I practiced and dreamed
counting time with you, singing
nothing but blue skies from now on
grandma’s and great auntie’s piano
Mum calling to me – STOP STRUMMING
STOP! – from her kitchen

my teacher had no faith in me
I walked to her house before school
she decided what not to teach
I waited on her verandah
morning light through blind slats
my hands shook over the keys
quavered in front of Assembly so
the hymn faltered, a mistake and more mistakes
you the heavy witness
as I played the clear phrases back to you
at home

how to learn to continue
nothing but blue skies from now on

alone, a note strikes
piano blanketed in the truck
your note sings back to me

your weight



  1. This is so moving... Sarah (sorry) and I think perfect.
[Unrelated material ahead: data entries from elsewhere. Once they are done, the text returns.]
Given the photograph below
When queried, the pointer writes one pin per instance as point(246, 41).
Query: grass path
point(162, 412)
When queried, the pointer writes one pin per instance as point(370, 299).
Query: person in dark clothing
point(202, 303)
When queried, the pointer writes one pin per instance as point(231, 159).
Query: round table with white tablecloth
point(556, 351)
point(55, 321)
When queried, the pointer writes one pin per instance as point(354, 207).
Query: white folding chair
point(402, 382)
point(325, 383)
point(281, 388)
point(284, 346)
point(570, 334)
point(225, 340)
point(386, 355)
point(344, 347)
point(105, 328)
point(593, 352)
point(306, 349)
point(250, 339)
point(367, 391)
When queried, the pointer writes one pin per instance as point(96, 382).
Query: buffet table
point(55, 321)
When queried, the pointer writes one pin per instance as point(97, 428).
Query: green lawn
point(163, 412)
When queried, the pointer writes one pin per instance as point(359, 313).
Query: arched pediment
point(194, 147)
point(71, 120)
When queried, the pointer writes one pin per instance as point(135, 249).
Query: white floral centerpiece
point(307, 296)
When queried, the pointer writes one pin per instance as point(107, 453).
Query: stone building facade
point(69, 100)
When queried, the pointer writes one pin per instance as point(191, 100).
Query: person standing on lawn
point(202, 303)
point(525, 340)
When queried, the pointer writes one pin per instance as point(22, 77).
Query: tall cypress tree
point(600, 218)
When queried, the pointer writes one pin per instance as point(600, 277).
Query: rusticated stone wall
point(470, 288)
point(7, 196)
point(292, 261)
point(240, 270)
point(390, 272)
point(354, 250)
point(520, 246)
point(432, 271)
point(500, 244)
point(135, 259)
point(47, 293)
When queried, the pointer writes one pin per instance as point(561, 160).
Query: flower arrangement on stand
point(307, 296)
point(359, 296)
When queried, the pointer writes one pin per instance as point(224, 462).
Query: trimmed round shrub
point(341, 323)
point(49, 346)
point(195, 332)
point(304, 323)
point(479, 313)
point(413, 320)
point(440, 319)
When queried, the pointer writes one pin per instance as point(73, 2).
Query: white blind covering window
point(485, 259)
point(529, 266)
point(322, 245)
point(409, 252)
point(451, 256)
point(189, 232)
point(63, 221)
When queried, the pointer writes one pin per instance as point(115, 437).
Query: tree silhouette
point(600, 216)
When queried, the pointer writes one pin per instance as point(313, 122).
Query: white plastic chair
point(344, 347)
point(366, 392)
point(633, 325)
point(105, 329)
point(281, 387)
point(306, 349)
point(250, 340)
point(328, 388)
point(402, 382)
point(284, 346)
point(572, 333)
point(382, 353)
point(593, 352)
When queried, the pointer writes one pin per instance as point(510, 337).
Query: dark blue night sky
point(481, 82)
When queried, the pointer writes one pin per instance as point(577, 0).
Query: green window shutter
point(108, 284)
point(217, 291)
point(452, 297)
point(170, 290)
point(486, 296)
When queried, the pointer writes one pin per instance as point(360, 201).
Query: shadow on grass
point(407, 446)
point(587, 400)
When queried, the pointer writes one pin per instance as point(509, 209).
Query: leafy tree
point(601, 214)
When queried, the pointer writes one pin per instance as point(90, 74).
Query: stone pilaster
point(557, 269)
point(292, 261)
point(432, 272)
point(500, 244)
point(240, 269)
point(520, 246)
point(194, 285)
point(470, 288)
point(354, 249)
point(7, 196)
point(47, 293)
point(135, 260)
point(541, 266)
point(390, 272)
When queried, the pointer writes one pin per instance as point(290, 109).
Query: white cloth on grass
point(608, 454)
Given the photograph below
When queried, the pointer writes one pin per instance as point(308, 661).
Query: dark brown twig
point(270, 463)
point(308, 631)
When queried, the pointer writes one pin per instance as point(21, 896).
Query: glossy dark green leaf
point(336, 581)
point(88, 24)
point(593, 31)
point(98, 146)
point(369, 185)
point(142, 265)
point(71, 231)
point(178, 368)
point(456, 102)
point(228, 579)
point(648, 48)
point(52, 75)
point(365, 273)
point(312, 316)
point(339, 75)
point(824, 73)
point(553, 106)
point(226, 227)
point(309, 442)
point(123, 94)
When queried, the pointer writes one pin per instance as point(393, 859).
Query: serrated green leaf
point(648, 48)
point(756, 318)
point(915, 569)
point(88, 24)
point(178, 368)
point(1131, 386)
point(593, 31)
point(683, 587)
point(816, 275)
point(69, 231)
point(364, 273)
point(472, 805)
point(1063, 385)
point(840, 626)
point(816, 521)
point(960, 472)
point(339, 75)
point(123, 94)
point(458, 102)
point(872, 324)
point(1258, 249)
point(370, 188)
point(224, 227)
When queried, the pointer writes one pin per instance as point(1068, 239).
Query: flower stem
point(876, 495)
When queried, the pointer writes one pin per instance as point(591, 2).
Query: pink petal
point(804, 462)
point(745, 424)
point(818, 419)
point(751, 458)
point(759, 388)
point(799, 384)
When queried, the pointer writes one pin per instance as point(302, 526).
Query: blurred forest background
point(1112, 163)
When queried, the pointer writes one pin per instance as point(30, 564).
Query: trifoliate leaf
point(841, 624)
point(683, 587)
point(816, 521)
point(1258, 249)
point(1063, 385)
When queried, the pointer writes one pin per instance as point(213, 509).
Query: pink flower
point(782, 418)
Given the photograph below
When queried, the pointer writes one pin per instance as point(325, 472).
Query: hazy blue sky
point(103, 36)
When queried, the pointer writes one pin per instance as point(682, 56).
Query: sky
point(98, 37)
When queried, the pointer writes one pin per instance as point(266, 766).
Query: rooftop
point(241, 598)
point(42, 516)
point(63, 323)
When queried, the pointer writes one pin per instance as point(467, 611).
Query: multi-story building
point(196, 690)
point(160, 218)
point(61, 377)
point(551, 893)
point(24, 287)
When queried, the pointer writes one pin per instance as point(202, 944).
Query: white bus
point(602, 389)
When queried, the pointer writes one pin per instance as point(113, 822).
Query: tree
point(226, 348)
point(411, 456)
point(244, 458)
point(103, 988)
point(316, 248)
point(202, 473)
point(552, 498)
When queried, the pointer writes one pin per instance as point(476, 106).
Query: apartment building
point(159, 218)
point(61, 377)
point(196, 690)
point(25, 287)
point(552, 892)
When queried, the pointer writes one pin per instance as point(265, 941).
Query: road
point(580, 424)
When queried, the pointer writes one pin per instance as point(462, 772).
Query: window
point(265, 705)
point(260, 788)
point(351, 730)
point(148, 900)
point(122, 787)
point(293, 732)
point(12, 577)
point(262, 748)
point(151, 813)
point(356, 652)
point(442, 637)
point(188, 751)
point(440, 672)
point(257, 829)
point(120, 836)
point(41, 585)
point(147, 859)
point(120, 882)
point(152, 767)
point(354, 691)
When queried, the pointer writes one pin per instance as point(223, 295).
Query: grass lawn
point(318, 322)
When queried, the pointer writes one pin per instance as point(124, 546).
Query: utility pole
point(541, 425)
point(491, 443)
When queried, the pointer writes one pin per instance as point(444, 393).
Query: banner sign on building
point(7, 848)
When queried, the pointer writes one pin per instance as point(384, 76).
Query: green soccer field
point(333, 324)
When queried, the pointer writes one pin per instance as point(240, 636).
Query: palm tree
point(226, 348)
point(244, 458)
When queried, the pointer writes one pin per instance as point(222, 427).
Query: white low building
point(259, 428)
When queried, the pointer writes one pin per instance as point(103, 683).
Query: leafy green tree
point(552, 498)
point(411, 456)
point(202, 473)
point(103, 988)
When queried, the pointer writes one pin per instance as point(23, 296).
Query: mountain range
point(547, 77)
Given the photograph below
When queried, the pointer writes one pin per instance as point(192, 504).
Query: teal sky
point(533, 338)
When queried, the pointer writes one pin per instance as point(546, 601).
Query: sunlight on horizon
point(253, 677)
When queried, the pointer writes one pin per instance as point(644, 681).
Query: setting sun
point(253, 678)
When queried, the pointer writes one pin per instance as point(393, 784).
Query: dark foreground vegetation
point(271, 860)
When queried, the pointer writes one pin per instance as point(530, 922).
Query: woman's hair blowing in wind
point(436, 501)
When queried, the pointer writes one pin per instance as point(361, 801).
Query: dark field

You traverse time, loss and memory delicately and scatter light with heavy keys in a really musical way - I found myself singing/humming 'blue skies' more than once. Your piece strikes empathy and across a great range of emotion in a short two arms length, tinkling and also carring a heavy bass. It even strums. It's a wow from me (:

  2. I like the contrasts you put into the poem, between the description and the spoken text, the way one disrupts the other, like syncopation. The piano has such a weighty significance. I recently sold my mother's piano - she'd willed it to me, I couldn't accommodate it, but it went to the home of enthusiasts.

  3. that's sad Anna

    every home should have one
    (at least one)

    so when there's an outage you know where to sit

  4. a clear day on the highway would be good too ...
    we come from the same afternoon

  5. Thank you for your reading and observations. Family heirlooms invested with so many meanings and stories are heartbreaking to give up. For me it is a lot to do with grandparents I never knew and wish I had known. The complexity of it overwhelms me. I couldn't give up the piano. But it is also madness to accept it in practical terms. Big. Very very heavy. I felt more comfortable putting the song line in, 'blue skies', having seen how Kristen de Kline references lyrics in her poems. Thanks for the feedback about the contrasts, and the music especially.